People seemed very optimistic about Sam Raimi’s involvement and I have to wonder why. Obviously the original film was his baby, and if anyone was going to take care of it, it would be him. But goodness, have you seen Ghost House Production’s filmography? The Grudge series? The Messengers? Boogeyman, for fuck’s sake? Let’s just say the double-team of Raimi and Tapert don’t exactly have the same luck and eye for talent as Jason Blum, who has produced much better horror fare (Insidious, Sinister). Raimi himself hasn’t even directed a decent film since 2000’s The Gift; his bizarre and stupid Drag Me to Hell has pretty much insured that I will never care about a potential Evil Dead 4/Army of Darkness 2, which is likely to carry forward the goofy "we're in on the joke now!" tone begun in Evil Dead 2.

All of the above sounds very embittered, I know. So let’s end with some positivity. Evil Dead still remains one of the better horror remakes – certainly the best since 2009’s My Bloody Valentine. There’s nothing inherently terrible about it. Lazy script and bland characters notwithstanding, Fede Alvarez’s direction is solid. Two things that were essential in the realization of this remake were kept in place: the eerie, dreamlike and almost surreal tone of the original, and the understanding that the new film not rest on humor, which too many people incorrectly associate with the original. (Funny it may have been, it certainly hadn't set out to be.) Additionally, the first scene showing a girl wandering through the woods filled with fog, lit from above by the sun, is gorgeous, as is much of the violence soon to unfold. And in the aforementioned prologue, in which a young possessed girl gives up on trying to charm her way out of the ropes that bind her, and in her sweet, innocent voice, tells her father she’s going to rip out his soul (sounding almost conflicted about it) – before she changes into the demon that has taken hold of her – it works. It’s eerie, and it’s effective in that way a remake should be: It remembers, fondly, the source material, but attempts to try something new. It’s just a shame this wasn’t attempted for the remaining 88 minutes of the film.

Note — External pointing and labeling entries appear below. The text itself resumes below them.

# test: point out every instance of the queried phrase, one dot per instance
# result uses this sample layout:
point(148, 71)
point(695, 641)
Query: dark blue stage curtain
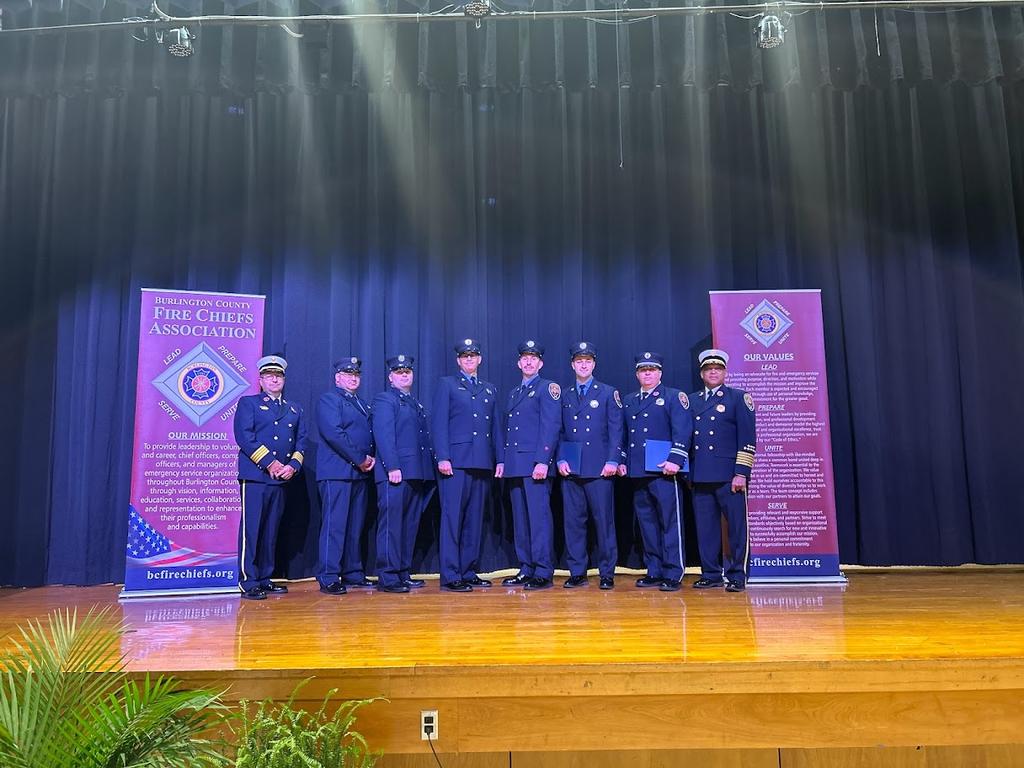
point(396, 187)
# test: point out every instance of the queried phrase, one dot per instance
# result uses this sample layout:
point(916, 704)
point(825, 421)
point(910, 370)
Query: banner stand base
point(206, 592)
point(836, 581)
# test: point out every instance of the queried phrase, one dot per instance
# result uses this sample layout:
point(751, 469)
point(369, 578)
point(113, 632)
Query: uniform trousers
point(463, 496)
point(597, 495)
point(262, 507)
point(399, 508)
point(534, 526)
point(659, 512)
point(712, 501)
point(343, 509)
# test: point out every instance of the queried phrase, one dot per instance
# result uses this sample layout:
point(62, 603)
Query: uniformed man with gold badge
point(592, 432)
point(270, 433)
point(532, 421)
point(404, 472)
point(663, 414)
point(466, 436)
point(344, 473)
point(721, 459)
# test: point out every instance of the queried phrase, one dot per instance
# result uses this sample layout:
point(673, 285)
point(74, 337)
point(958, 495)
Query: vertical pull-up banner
point(197, 355)
point(775, 341)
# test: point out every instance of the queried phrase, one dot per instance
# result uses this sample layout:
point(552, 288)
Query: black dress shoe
point(708, 584)
point(360, 584)
point(645, 582)
point(539, 584)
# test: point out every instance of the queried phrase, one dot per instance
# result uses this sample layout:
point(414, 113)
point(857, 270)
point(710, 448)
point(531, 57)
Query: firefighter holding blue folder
point(590, 453)
point(657, 413)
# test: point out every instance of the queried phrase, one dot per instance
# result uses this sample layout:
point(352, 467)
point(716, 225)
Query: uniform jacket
point(266, 431)
point(401, 433)
point(532, 421)
point(596, 423)
point(723, 435)
point(665, 415)
point(345, 436)
point(465, 423)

If you enjoy the original The Evil Dead for what’s presented on-screen, with no reverence for the behind-the-scenes struggles the filmmakers endured in getting that bastard into theaters everywhere, then there’s no real reason why you shouldn’t enjoy the remake. It is beautiful looking and superficial entertainment at best. But if what you appreciate about the original – much like I do – is all the hell Raimi and Co. endured in getting the film made and managing to do so under the worst conditions, then there’s no reason you shouldn’t be disappointed. The tale of a 22-year-old amateur filmmaker creating a no-budget feature filled with demons, levitation, tree rape, stop-motion effects, claymation, innovative camera techniques, and oceans of blood, and driven by his love of schlock and movie-making, is far more interesting than a multi-million dollar remake funded by a major studio and produced by the guy who made Spider-Man (even if it is that same amateur filmmaker many years later).

Something special was lost in translation, and that isn’t groovy at all.